Zusätzlich fanden Anhörungen von Sachverständigen zu den Fragen der Qualitätssicherung und im Weiteren zum Thema der aktuellen Studienergebnisse hinsichtlich der Fehlbildungsprävalenz nach ICSI statt.
Insbesondere zur Fehlbildungsprävalenz fand sich eine widersprüchliche Studiensituation, in der das erhöhte Auftreten von Fehlbildungen nach ICSI zwar nicht sicher nachgewiesen, aber auch nicht sicher ausgeschlossen werden kann.
Da das Fehlbildungsrisiko auf der Basis differenter Studienergebnisse nicht abschließend beurteilt werden kann, wird die weitere Beobachtung der Fehlbildungsrate in prospektiven Untersuchungen für erforderlich gehalten.
In Verfolgung der BSG-Rechtsprechung wurde die Intracytoplasmatische Spermieninjektion (ICSI) Bestandteil der Maßnahmen über künstliche Befruchtung (siehe Nr. 8 und Nr. 10.5 der Richtlinien) – unter dem Vorbehalt der weiteren Überprüfung des Beschlusses in einem Zeitraum von drei Jahren, anhand der Evaluation der Methoden der künstlichen Befruchtung.
Entsprechend der gesetzlichen Vorgabe in § 27 a SGB V Abs. 1 Satz 2 besteht eine hinreichende Erfolgsaussicht zur Herstellung einer Schwangerschaft für Methoden der künstlichen Befruchtung in der Regel nicht mehr, wenn die Maßnahme viermal ohne Erfolg durchgeführt worden ist.
Die ICSI kann – analog zur IVF – in maximal vier Versuchen erbracht werden.
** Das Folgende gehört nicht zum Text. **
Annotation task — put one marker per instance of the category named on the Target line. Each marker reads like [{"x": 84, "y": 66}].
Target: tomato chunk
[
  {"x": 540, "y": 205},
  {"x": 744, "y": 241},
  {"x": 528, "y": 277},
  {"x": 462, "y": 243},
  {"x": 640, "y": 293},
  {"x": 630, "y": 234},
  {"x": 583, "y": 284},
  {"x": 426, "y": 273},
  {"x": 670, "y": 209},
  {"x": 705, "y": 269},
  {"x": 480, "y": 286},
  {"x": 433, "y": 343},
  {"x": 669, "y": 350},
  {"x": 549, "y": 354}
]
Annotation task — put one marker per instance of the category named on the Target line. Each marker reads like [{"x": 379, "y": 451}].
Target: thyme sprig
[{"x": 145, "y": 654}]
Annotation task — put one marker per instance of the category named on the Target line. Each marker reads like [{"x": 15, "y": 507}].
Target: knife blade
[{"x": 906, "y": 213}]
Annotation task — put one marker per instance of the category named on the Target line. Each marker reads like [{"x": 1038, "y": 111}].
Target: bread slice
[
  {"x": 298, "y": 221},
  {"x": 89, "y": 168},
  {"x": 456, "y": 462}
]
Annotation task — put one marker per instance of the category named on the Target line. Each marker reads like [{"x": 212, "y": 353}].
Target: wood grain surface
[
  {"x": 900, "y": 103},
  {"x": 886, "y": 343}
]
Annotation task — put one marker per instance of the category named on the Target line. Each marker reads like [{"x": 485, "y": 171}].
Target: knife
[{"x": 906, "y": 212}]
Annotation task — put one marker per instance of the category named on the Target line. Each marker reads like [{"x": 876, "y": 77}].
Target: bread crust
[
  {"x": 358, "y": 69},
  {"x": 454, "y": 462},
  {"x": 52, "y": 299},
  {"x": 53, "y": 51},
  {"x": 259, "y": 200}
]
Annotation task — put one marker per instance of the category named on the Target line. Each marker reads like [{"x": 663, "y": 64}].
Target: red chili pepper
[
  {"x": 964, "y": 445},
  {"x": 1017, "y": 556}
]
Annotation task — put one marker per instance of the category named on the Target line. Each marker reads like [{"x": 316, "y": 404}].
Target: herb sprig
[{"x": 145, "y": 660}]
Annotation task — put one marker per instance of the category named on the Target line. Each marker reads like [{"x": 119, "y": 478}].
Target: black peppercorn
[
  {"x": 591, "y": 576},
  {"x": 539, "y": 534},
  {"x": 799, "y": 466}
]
Eine hinreichende Erfolgsaussicht ist – wie auch bei der IVF – dann nicht mehr gegeben, wenn nach zwei Versuchen keine Befruchtung eingetreten ist.
Unter der Nr. 16 der Richtlinie wurde dem besonderen Umstand der Aufklärung der Eltern über die Risiken der Methode Rechnung getragen und deshalb festgelegt, dass der durchführende Arzt eine entsprechende Aufklärung über spezielle, auch genetische Risiken und mögliche Fehlbildungen durchzuführen hat.
Andrologische Kenntnisse bei der Beratung zur ICSI sollen insbesondere dem Aspekt der männlichen Fertilitätsstörung gerecht werden.